The genetics of melanoma genesis and progression are not completely understood even today. But two decades ago, when Trent first began in the field as a cytogeneticist, it was known that chromosome 6 played a primary role in the progression of the disease. Investigators began to build on that knowledge, Trent said.

"Disorders of chromosome 6 are almost universally happening in the overwhelming majority of the tumors in this disease," he said. "Investigators began to look at it for solutions to the problem, to not just stare at cytogenic patterns but to dissect them."

Using new chromosome microdissection technology, researchers began to identify the genes that caused the disorder, hybridized them, and in animal studies showed that transferring an extra chromosome 6 into a melanoma could reduce tumorigenicity. Array-based technologies also allowed researchers to begin looking at tens of thousands of genes and to analyze gene expression in cancer. This generated a new taxonomy of the disease, Trent said.

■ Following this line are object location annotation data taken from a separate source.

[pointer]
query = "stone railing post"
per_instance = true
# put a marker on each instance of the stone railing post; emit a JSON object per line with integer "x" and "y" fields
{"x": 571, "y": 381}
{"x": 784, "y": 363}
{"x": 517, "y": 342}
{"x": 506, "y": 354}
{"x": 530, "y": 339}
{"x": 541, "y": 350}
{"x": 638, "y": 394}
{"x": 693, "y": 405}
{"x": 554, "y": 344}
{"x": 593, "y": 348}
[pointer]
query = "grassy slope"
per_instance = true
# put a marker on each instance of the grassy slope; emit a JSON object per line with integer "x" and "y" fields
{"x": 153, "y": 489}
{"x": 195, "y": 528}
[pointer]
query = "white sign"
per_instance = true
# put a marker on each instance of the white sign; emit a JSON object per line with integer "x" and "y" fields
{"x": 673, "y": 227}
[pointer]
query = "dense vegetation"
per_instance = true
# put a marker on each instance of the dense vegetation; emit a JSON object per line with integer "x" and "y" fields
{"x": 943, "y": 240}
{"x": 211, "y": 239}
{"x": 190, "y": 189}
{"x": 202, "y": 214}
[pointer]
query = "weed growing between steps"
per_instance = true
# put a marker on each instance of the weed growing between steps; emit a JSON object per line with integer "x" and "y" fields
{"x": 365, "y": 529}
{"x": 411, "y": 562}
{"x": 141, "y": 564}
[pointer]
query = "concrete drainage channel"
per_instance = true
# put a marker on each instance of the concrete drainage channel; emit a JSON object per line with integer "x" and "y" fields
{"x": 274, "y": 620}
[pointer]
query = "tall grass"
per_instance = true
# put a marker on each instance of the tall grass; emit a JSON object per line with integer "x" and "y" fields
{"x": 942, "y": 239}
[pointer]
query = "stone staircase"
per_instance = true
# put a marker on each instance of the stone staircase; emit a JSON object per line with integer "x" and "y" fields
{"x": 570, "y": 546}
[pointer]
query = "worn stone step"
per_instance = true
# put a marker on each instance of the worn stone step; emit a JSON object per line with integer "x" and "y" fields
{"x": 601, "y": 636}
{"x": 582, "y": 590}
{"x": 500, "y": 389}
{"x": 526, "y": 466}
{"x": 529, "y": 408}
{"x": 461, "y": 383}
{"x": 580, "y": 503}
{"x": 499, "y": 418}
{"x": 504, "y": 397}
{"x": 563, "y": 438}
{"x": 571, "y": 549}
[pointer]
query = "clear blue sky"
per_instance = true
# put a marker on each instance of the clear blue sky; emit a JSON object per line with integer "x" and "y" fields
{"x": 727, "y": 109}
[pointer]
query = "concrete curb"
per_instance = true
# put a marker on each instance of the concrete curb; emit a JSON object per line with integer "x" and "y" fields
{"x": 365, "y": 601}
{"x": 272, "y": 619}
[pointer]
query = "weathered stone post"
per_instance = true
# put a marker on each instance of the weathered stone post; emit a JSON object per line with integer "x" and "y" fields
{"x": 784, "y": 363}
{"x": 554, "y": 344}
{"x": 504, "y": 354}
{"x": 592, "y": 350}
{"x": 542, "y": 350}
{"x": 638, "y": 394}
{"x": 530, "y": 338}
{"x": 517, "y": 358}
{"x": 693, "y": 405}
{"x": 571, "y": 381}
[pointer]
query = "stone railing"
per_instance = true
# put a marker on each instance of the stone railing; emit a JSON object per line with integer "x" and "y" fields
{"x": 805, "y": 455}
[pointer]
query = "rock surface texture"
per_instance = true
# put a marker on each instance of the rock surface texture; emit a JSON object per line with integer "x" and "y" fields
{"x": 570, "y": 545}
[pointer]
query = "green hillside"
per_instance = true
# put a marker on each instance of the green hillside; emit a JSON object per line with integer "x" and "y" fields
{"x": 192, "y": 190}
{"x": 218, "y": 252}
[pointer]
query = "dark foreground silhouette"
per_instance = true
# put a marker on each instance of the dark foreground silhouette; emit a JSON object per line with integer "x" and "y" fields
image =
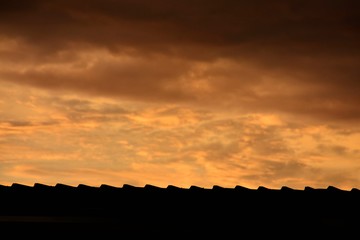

"Melanoma had been looked at as a single entity," he said. "We wanted to get into the molecular taxonomy of it and find cancer pathways. We worked on tests to distinguish tumors as leads into the biology of the disease. From that we were able to elucidate some hints as to what these genes were involved in."

Trent said he was particularly interested in bringing these discoveries into the realm of patient care. He used gene-based technology to address the highly toxic side effects of using IL-2 in the high dose cell therapy pioneered by NCI's Dr. Steve Rosenberg. Using microarray and computational biology, Trent's team looked at literally billions of genes to find the three that separated the patients who would respond to IL-2 therapy from those who would not respond.

"Ultimately, we hope to use this (technology) to distinguish survival patterns and the genes important to this," Trent said.

The factors involved in susceptibility to melanoma are well known, with sun exposure, skin types and family history topping the list. However Trent, teaming with fellow NHGRI researcher Paul Meltzer, recently confirmed the finding that B-RAF gene mutations are a critical component of malignant melanomas, and for the first time presented evidence that even common moles (called nevi) have mutations in this gene.

"Up to 60 percent of melanomas have this mutated gene," he said, with almost 80 percent of nevi showing the identical genetic change. Work continues on investigating a particular gene, wnt5a, as a possible pathway to melanoma. Trent said there can be little doubt for the clinical need to develop molecular-based approaches to augment the routine surgical pathology of the disease.

At the conclusion of a lecture highlighted with dozens of photos of his colleagues, Trent spoke again of the asset he most valued during his years of genome research. "None of this would have been possible without a myriad of workers in a myriad of areas," he said.

Trent also formally announced that he would be leaving NHGRI to lead the private, non-profit Translational Genomics Research Institute in Phoenix. He will remain scientific director while a search is conducted to find his replacement.